Use propositional chunking for dense reference text

When the source is encyclopedia-style (one fact per sentence, no narrative flow), break it into atomic propositions instead of paragraphs. Each chunk becomes a single self-contained claim.

  • Generate propositions with a small model: “Rewrite this paragraph as standalone sentences, each understandable without its neighbors.”
  • Store the original paragraph as a parent chunk; retrieve propositions, return the parent.
  • Propositional chunks lift recall on fact-extraction queries by 10 to 30 percent against narrative chunks.

Skip propositional chunking on storytelling or argumentative prose; the flow is the meaning.

Retrieve chunks, return documents when needed

The chunk is the retrieval unit; the document is sometimes the answer unit.
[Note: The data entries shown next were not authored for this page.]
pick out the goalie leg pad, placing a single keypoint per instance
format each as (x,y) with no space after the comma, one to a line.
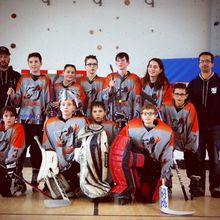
(123,163)
(94,166)
(54,189)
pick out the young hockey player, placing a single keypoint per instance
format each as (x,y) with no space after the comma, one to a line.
(12,143)
(155,86)
(92,83)
(181,116)
(61,135)
(68,83)
(95,178)
(143,151)
(204,93)
(121,92)
(98,116)
(32,95)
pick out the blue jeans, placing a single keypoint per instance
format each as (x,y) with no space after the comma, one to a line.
(210,139)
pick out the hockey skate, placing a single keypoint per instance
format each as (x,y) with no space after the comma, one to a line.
(215,192)
(194,187)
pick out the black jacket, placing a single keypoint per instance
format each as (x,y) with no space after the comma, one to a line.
(205,95)
(7,78)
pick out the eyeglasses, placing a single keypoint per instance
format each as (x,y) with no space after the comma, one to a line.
(148,113)
(205,61)
(179,94)
(91,64)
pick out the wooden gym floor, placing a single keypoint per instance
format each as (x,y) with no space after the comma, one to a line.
(31,206)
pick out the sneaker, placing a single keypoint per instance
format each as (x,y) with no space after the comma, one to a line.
(194,187)
(215,192)
(20,187)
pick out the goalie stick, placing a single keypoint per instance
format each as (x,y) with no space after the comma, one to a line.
(164,201)
(54,203)
(28,183)
(180,179)
(113,94)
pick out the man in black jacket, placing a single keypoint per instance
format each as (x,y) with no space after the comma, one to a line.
(8,77)
(204,93)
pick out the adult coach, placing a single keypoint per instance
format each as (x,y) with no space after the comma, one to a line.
(204,93)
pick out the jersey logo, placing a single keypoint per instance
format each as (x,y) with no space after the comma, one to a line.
(33,92)
(214,90)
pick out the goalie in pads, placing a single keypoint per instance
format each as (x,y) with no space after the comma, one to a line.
(60,139)
(95,178)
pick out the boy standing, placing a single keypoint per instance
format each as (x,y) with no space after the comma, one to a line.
(12,144)
(32,95)
(98,116)
(181,116)
(204,93)
(92,83)
(121,91)
(61,136)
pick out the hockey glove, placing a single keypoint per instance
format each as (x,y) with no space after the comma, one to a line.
(10,169)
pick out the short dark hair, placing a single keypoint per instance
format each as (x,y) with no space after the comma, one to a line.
(98,104)
(90,57)
(180,86)
(122,55)
(207,53)
(35,54)
(9,109)
(149,107)
(161,79)
(69,65)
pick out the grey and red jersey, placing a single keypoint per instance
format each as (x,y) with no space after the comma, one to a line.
(93,89)
(75,88)
(111,129)
(184,124)
(157,142)
(32,95)
(62,136)
(12,143)
(158,95)
(126,97)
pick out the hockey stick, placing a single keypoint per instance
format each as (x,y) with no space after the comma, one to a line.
(6,102)
(54,203)
(180,179)
(112,91)
(164,201)
(31,185)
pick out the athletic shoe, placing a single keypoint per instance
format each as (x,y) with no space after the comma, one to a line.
(215,192)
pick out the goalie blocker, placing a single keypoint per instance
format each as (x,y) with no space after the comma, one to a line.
(129,167)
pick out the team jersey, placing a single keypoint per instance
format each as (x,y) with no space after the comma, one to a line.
(184,124)
(62,137)
(12,143)
(126,97)
(75,89)
(111,129)
(93,89)
(32,95)
(158,95)
(157,142)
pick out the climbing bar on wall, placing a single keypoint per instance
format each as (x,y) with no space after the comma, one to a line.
(150,2)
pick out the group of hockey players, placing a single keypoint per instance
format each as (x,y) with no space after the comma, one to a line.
(108,137)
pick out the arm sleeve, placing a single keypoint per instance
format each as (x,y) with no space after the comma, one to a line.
(17,144)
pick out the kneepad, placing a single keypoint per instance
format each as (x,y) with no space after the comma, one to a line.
(49,162)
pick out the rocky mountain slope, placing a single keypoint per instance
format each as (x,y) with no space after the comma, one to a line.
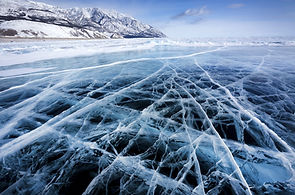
(25,18)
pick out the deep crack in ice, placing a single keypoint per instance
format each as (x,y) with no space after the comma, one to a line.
(169,120)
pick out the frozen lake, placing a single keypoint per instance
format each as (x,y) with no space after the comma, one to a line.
(147,116)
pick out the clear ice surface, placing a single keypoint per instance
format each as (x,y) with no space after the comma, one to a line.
(147,117)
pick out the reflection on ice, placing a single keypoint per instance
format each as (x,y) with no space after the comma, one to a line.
(169,120)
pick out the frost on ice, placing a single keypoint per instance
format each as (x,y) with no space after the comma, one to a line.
(174,119)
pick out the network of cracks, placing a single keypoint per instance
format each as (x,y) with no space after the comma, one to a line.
(180,125)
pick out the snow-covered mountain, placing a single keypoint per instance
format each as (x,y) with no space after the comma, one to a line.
(25,18)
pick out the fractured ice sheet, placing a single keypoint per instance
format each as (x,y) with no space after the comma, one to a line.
(168,120)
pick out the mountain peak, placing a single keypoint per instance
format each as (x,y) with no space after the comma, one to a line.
(28,18)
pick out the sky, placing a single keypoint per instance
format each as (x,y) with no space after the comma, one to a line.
(204,18)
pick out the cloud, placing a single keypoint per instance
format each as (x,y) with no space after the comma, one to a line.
(193,15)
(236,5)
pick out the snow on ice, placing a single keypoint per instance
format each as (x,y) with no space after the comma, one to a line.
(147,116)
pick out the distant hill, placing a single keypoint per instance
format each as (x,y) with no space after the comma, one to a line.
(25,18)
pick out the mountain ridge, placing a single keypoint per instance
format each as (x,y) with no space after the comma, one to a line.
(71,22)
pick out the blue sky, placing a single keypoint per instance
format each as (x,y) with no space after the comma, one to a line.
(204,18)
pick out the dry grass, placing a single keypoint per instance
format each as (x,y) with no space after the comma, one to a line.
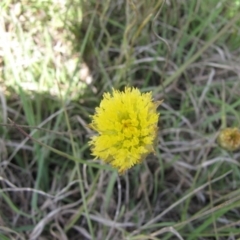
(57,58)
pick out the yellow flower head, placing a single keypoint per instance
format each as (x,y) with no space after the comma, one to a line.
(229,138)
(127,126)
Decide per use case.

  • QA over a knowledge base: retrieve chunks, prompt with chunks, cite chunks. See rag-citations.
  • Summarization or “show me the file”: retrieve chunks, return the parent document. The chunk is just the hook.
  • Long-form briefings: retrieve chunks, expand to a fixed window around each (parent paragraph, parent section).

The “small-to-big” pattern (retrieve small, return big) keeps recall high while giving the model enough context to write.

Re-chunk when the embedding model changes

Chunk size is tied to the embedding model’s context window and training distribution. A new model is a new chunking decision.

  • Re-evaluate the size window when switching from text-embedding-3-small to Voyage 3 or a long-context embedder.
  • Re-ingest the corpus; do not mix chunk sizes in one collection.
  • Record the chunker version in the collection metadata.

A chunking change without a re-embed is a silent regression. Pair it with the eval suite in rag-eval.